Let $G=(V,E)$ be a graph, $|V|=n$, $|E|=m$. Show that
$\displaystyle \sum_{v\in V}{d(v)\choose{2}}\geq \frac{n}{2}(\frac{2m}{n} - 1)^{2}$
This is from a Theorem that state $\operatorname{ex}(n,C_{4})=O(n^{3/2})$, and the autor afirm that is true by convexity.
Recall Jensen's inequality: For a real convex function $f$, numbers $x_{1},x_{2},...,x_{n}$ in the domain of $f$, and weights $0\leqslant t_{1},t_{2},...,t_{n}\leqslant 1$ satisfying $\sum_{i=1}^{n} t_{i} =1$, we have $$\sum_{i=1}^{n} t_{i}f(x_{i})\geqslant f\left(\sum_{i=1}^{n} t_{i}x_{i}\right).$$ We apply this to $f(x)=\binom{x}{2}=\frac{x(x-1)}{2}$. By considering the second derivative, it is easy to show that $f$ is indeed convex.
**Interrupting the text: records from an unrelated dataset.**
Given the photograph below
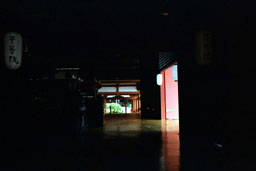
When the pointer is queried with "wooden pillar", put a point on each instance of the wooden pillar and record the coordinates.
(105, 104)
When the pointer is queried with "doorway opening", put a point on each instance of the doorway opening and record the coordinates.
(121, 98)
(169, 93)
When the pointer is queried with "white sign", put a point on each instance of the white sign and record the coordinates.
(13, 50)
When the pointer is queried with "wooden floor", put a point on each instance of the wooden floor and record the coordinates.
(130, 115)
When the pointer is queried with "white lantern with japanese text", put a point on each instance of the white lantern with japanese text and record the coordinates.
(13, 50)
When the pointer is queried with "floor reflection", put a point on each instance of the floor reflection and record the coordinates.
(123, 144)
(171, 145)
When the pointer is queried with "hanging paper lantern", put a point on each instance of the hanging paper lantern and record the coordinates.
(13, 50)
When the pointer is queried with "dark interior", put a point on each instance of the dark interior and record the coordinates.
(128, 40)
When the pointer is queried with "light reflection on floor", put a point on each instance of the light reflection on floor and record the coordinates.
(122, 145)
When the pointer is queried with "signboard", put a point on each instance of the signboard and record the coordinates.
(12, 50)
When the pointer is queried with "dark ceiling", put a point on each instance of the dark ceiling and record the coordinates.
(110, 36)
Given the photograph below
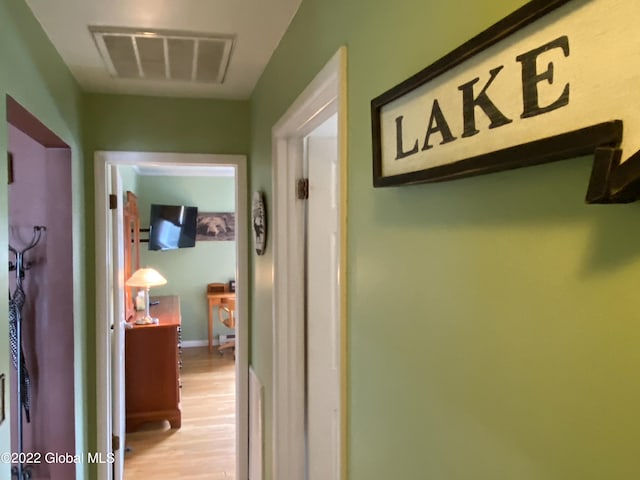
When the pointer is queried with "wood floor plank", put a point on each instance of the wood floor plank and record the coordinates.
(204, 447)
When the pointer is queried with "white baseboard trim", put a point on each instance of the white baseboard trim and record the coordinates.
(198, 343)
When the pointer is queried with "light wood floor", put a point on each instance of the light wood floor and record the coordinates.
(204, 447)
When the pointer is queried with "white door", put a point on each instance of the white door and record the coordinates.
(323, 310)
(116, 300)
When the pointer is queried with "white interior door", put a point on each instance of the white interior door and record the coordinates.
(323, 311)
(117, 318)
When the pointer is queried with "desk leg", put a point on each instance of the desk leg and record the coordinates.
(210, 326)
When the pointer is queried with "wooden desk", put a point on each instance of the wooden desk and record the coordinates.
(216, 300)
(152, 366)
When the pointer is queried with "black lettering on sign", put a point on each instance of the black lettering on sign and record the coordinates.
(482, 100)
(437, 123)
(531, 78)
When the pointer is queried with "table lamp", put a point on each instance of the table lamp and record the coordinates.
(146, 278)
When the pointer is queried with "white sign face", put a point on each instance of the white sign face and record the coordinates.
(575, 67)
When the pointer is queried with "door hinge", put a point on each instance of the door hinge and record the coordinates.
(303, 189)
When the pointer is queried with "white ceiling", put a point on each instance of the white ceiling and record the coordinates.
(258, 26)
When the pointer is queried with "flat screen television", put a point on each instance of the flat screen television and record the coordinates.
(172, 226)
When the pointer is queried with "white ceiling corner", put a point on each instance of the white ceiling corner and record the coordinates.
(256, 27)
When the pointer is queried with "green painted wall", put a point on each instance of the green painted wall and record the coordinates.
(188, 270)
(33, 74)
(493, 330)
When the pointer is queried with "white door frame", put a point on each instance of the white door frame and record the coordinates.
(324, 97)
(102, 162)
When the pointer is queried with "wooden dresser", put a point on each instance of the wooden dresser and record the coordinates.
(152, 366)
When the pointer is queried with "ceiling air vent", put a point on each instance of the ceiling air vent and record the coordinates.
(164, 54)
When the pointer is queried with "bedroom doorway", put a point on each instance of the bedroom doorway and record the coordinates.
(309, 280)
(106, 162)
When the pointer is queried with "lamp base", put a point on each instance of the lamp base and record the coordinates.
(147, 320)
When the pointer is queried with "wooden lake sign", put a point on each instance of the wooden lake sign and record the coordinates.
(554, 80)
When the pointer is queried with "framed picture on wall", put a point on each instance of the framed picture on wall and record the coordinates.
(214, 226)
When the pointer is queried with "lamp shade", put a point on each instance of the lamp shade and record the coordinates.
(145, 278)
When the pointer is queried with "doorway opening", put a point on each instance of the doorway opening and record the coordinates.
(41, 303)
(309, 281)
(110, 368)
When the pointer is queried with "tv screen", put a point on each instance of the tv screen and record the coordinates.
(172, 226)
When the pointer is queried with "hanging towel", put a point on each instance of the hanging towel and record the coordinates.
(15, 312)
We write $V=\{v_{1},...,v_{n}\}$ and then take $x_{i}=d(v_{i})$. Take $t_{j}=\frac{1}{n}$ for all $j$. This gives us $$\sum_{v\in V}\frac{1}{n}\binom{d(v)}{2}\geqslant f\left(\frac{1}{n}\sum_{v\in V}d(v)\right).$$
By the handshaking lemma, we know that $\sum_{v\in V}d(v)=2m$. Substituting this in the above inequality and multiplying both sides by $n$ gives the required result$$\sum_{v\in V}\binom{d(v)}{2}\geqslant \frac{n}{2}\cdot \frac{2m}{n}\cdot\left(\frac{2m}{n} - 1\right)\geqslant \frac{n}{2}\left(\frac{2m}{n} - 1\right)^{2}.$$